The Power of TED — Pay It Forward

Image for TED: Ideas worth spreading
I've been a TED fan for the last couple of years. (If you've never heard of TED, check them out asap — you won't believe that you didn't know about them before now. Verbatim from their website and in a nutshell: TED is a nonprofit devoted to Ideas Worth Spreading. It started out (in 1984) as a conference bringing together people from three worlds: Technology, Entertainment, Design. Since then its scope has become ever broader.)

I find so many of their videos informative and interesting, and I'm always attracted by the passion the speakers have for their topics. They caption their videos (making them accessible to people who are deaf or hard of hearing), so they work well in my accessibility social networking.

My friends (face-to-face and on Facebook and Twitter) have been listening patiently as I've gone on and on about how moved and inspired I was by spending a very long (but wonderful) Saturday at TEDx San Jose, California a couple of weeks ago.

I'm still processing, but I'm in awe — such smart, passionate people with the most creative ideas — and all of them striving to make our world a better place with their "Pay It Forward" ideas. There was not a single boring second — which I have to say has never happened to me at a conference before. It was inspiring just being in the same space as the speakers, and getting to meet and talk with them at the after party at the very elegant Silicon Valley Capital Club in downtown San Jose — just wow.

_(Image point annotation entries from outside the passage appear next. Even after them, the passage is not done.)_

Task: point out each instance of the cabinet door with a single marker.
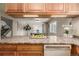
(36, 7)
(73, 8)
(29, 47)
(29, 53)
(20, 7)
(55, 7)
(7, 53)
(5, 47)
(11, 7)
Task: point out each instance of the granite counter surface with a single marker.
(49, 40)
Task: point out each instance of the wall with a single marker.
(19, 23)
(75, 23)
(59, 27)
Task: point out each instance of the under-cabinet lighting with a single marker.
(30, 15)
(58, 15)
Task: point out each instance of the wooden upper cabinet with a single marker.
(11, 7)
(72, 8)
(36, 7)
(14, 7)
(55, 7)
(20, 7)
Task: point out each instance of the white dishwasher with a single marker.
(57, 50)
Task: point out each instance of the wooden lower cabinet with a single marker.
(29, 53)
(21, 50)
(75, 50)
(7, 53)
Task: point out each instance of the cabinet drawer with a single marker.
(29, 47)
(29, 53)
(7, 47)
(7, 53)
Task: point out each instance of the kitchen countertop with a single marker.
(49, 40)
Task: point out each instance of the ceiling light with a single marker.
(59, 16)
(30, 15)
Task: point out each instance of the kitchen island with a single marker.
(25, 46)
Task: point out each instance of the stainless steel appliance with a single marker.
(57, 50)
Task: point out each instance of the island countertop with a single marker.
(49, 40)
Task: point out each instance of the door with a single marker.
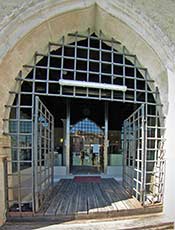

I've been ruminating about this blog post — unable to decide how to best articulate the experience and how I felt moved and changed by it, and just found this video that I have to share that says it all.

  
I used to play a game with my kids when they were small. After an adventure, I would always ask them what their favorite part or thing was. They were never happy only picking one, so I'd let them pick their top three or four. And I find myself in the same position — unable to share my single favorite speaker; but while enjoying all of them able to select the top six that resonated the most with me. I'm taking a wild guess that if you spoke with 100 different event attendees, you'd get 100 different lists. 

So here is my list of speakers who moved me the most, in no particular order:
  • Doug Dietz — A designer for GE Medical Systems who made the entire audience cry along with him as he told us about his epiphany on how to design large, scary scanning systems so that they weren't so scary to children, with the impact of dramatically decreasing the need to sedate children for scans.
  • Angela Zhang — A high school senior who loves to learn, won $100,000 for her science project idea, and may very well have discovered a cure for cancer.
  • Jim Fruchterman — A funny self-described geek who created a great accessible technology for people who are blind, and now runs a charitable tech foundation.
  • Manoj Saxena — The general manager of IBM Watson (how could I not look forward to meeting him), and a brilliant philanthropist in his own right.
  • Preetha Ram — A brilliant college dean who left academia to create a program that uses the power of peer collaboration, gamification and social networking to help students who are failing in school be successful.
  • Diana Reiss — One of the world's leading experts on dolphin intelligence who proved that dolphins are self-aware. She was also an advisor on the film, The Cove, and I've offered to help her with her social media campaign to stop the killing of dolphins in Japan. (I hope she takes me up on it.)